Every AWS service operates with defined quotas and internal protection mechanisms and these limits exist to preserve stability, fairness, and predictable performance across millions of customers. When your request rate exceeds what the service can handle at that moment for your account, AWS responds by throttling you.
New developers often hit this error message unintentionally because it's easy to write code that scales requests unintentionally, like a loop that calls an API hundreds of times per second or a Lambda function that scales concurrency faster than expected. In your local development, you rarely think about rate limits because everything runs in-process but in distributed systems, request pacing is an important part of the architecture.

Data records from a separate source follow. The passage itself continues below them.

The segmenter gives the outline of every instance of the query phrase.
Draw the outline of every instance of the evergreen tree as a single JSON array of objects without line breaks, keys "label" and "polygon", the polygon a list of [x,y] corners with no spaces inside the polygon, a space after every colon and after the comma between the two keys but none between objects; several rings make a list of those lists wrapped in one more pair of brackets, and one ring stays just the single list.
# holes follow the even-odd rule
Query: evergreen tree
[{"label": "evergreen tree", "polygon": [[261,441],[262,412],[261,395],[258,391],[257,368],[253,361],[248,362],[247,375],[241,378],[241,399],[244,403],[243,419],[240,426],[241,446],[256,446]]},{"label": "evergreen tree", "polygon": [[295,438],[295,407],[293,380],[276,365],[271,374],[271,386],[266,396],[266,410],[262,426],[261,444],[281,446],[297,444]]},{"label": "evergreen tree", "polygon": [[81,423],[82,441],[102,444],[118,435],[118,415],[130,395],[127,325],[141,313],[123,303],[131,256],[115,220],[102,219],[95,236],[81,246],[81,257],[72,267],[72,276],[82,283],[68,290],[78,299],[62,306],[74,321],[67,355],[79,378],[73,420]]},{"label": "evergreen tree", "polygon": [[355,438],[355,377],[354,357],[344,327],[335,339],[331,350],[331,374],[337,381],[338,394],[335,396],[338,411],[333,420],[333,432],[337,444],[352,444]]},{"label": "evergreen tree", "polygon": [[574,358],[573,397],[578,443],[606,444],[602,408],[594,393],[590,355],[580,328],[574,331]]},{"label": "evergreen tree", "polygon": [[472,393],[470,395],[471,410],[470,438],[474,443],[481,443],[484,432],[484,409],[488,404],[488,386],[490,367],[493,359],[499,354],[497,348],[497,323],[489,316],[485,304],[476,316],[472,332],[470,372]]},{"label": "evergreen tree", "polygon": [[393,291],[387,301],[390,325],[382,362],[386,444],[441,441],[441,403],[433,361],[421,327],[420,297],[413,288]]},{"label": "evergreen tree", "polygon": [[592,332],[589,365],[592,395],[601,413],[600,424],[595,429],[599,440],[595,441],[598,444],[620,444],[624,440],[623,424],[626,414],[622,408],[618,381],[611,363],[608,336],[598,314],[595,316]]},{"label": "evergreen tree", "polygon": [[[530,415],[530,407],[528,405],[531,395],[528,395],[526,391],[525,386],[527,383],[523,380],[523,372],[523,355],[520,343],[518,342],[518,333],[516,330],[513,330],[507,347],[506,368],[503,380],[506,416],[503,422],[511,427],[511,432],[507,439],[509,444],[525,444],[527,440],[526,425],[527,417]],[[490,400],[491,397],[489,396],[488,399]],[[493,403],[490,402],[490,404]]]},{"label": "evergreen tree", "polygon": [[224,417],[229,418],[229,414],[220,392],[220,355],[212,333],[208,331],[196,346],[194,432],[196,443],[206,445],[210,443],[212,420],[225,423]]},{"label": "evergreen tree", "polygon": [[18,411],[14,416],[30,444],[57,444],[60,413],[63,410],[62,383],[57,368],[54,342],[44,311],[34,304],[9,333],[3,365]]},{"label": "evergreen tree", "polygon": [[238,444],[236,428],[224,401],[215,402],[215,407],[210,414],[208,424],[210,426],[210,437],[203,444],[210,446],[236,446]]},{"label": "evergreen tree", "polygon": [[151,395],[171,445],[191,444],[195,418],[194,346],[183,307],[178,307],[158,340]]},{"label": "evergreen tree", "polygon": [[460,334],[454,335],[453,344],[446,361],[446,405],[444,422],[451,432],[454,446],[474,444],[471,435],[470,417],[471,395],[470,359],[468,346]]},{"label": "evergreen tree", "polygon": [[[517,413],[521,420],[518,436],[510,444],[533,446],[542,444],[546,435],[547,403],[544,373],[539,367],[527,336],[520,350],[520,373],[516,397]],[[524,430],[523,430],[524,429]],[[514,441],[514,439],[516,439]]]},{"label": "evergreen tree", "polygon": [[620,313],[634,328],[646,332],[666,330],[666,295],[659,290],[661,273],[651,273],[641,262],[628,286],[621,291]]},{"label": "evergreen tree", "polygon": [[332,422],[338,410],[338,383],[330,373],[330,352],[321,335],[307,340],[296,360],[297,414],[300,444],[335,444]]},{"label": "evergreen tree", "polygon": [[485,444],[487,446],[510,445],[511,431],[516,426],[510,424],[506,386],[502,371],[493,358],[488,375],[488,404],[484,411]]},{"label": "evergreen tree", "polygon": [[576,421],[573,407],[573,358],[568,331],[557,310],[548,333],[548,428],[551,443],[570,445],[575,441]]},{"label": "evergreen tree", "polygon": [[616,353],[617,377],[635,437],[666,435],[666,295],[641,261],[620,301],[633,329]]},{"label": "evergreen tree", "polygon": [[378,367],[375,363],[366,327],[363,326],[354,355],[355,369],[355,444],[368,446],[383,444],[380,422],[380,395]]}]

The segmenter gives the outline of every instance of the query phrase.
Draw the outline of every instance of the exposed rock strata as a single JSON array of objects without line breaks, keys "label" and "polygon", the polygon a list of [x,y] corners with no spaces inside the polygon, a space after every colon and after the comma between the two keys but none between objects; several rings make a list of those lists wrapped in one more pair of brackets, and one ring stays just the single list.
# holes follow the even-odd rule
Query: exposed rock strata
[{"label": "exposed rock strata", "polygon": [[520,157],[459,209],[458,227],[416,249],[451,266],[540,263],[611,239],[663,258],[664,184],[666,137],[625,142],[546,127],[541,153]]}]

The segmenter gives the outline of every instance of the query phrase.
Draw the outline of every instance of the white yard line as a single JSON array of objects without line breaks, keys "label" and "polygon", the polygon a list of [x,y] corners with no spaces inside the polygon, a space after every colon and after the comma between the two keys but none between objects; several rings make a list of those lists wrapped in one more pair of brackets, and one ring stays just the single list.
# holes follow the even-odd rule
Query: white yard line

When a ThrottlingException or TooManyRequestsException error message appears, the first question to ask is whether the throttling is burst-based or sustained. If it resolves quickly, you likely experienced a short spike but if it persists consistently, you may be exceeding configured quotas or overloading a particular resource.
The immediate instinct is often to retry immediately, but that can actually make the problem worse. The fix is to control retry logic using exponential backoff so requests slow down progressively instead of hammering the service.
Most AWS SDKs include retry logic automatically, but you should understand how it works and configure it intentionally when necessary. For example, in Python using Boto3, you can define retry behavior like this:
from botocore.config import Config
import boto3
retry_config = Config(
retries={
"max_attempts": 10,
"mode": "standard" # or "adaptive"
}
)
dynamodb = boto3.client("dynamodb", config=retry_config)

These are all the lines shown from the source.